Other conclusions reached by the three-judge panel include the following:
- “The interpretation that the government asks us to adopt defies any limiting principle.”
- “We would expect such a momentous decision to be preceded by substantial debate, and expressed in unmistakable language.There is no evidence of such a debate ...”
- “Congress cannot reasonably be said to have ratified a program of which many members of Congress—and all members of the public—were not aware … only a limited subset of members of Congress had a comprehensive understanding of the program...”
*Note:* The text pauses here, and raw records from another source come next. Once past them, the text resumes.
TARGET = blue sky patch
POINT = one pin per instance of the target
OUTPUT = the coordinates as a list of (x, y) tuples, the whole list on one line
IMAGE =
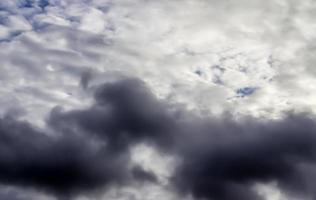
[(246, 91)]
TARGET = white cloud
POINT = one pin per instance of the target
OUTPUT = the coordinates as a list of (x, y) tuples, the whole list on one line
[(267, 45)]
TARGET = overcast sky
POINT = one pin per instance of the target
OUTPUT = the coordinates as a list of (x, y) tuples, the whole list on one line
[(157, 99)]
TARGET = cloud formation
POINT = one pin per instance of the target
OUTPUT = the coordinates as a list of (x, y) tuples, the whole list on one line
[(219, 158)]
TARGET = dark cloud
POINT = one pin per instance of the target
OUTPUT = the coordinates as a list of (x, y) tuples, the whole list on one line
[(230, 157), (220, 158)]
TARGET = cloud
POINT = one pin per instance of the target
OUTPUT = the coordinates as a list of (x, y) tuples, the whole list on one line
[(219, 158)]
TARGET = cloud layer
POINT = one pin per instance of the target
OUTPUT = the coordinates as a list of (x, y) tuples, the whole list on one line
[(219, 158)]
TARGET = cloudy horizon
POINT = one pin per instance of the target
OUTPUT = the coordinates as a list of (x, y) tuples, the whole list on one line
[(157, 99)]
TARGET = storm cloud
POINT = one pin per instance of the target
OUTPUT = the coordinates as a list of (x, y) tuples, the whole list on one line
[(220, 158)]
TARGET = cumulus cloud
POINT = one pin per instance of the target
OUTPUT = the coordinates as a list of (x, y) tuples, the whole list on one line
[(201, 60), (218, 158)]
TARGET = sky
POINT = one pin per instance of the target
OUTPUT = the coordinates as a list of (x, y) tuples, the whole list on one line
[(157, 99)]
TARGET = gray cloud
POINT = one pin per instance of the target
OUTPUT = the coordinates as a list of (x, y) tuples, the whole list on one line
[(220, 158)]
- “Finding the government’s interpretation of the statute to have been ‘legislatively ratified’ under these circumstances would ignore reality.”
Consider what this means.
Telling the public about the phone dragnet didn’t expose a legitimate state secret. It exposed a violation of the constitutional order. For many years, the executive branch carried out a hugely consequential policy change that the legislature never approved. Tens of millions of innocent U.S. citizens were thus subject to invasions of privacy that no law authorized. And the NSA’s unlawful behavior would’ve continued, unknown to the public and unreviewed by Article III courts, but for Snowden’s leak, which caused the ACLU to challenge the illegal NSA program.
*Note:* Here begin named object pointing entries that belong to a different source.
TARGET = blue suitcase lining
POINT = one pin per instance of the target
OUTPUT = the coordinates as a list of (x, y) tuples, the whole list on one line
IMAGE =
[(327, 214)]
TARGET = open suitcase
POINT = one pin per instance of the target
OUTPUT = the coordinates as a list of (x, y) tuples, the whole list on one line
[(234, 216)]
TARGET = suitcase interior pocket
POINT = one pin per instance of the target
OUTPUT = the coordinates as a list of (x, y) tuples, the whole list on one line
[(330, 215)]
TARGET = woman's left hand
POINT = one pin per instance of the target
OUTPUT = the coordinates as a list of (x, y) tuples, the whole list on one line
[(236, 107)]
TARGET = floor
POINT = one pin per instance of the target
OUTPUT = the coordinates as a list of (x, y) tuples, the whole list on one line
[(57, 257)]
Snowden undeniably violated his promise to keep the NSA’s secrets.
But doing so was the only way to fulfill his higher obligation to protect and defend the Constitution, which was being violated by an executive branch exceeding its rightful authority and usurping the lawmaking function that belongs to the legislature. This analysis pertains only to the leaked documents that exposed the phone dragnet, not the whole trove of Snowden leaks, but with respect to that one set of documents there ought to be unanimous support for pardoning his disclosure.
Any punishment for revealing the phone dragnet would be unjust.
Now that a federal appeals court has found that Section 215 of the Patriot Act did not in fact authorize the policy, punishing a man for exposing the program would set this precedent: Whistleblowers will be punished for revealing illegal surveillance. That’s the position anyone who still wants Snowden prosecuted for that leak must take, if the ruling stands. (Other federal courts have issued rulings pointing in contrary directions, and this latest ruling will likely be appealed.)
Consider how this federal court ruling informs the debate over state secrets generally. Civil libertarians have long warned that secret national-security policies undermine both representative democracy and our system of checks and balances.
And that is exactly what happened with respect to the phone dragnet!
Officials classified the program as a state secret, keeping it out of Article III courts. By doing so, they prevented the judiciary from reviewing the statutory legitimacy of NSA surveillance, subverting a core check in our system of government.
Its secret status stymied congressional debate, too.
And it undermined self-government, forcing Americans to judge their elected representatives in a state of ignorance about hugely consequential actions they’d taken.
The consequence: An illegal program persisted for years. This is a perfect illustration of why secret government programs are an abomination in our democracy. (For more detailed legal analysis of the appeals court decision see Orin Kerr.)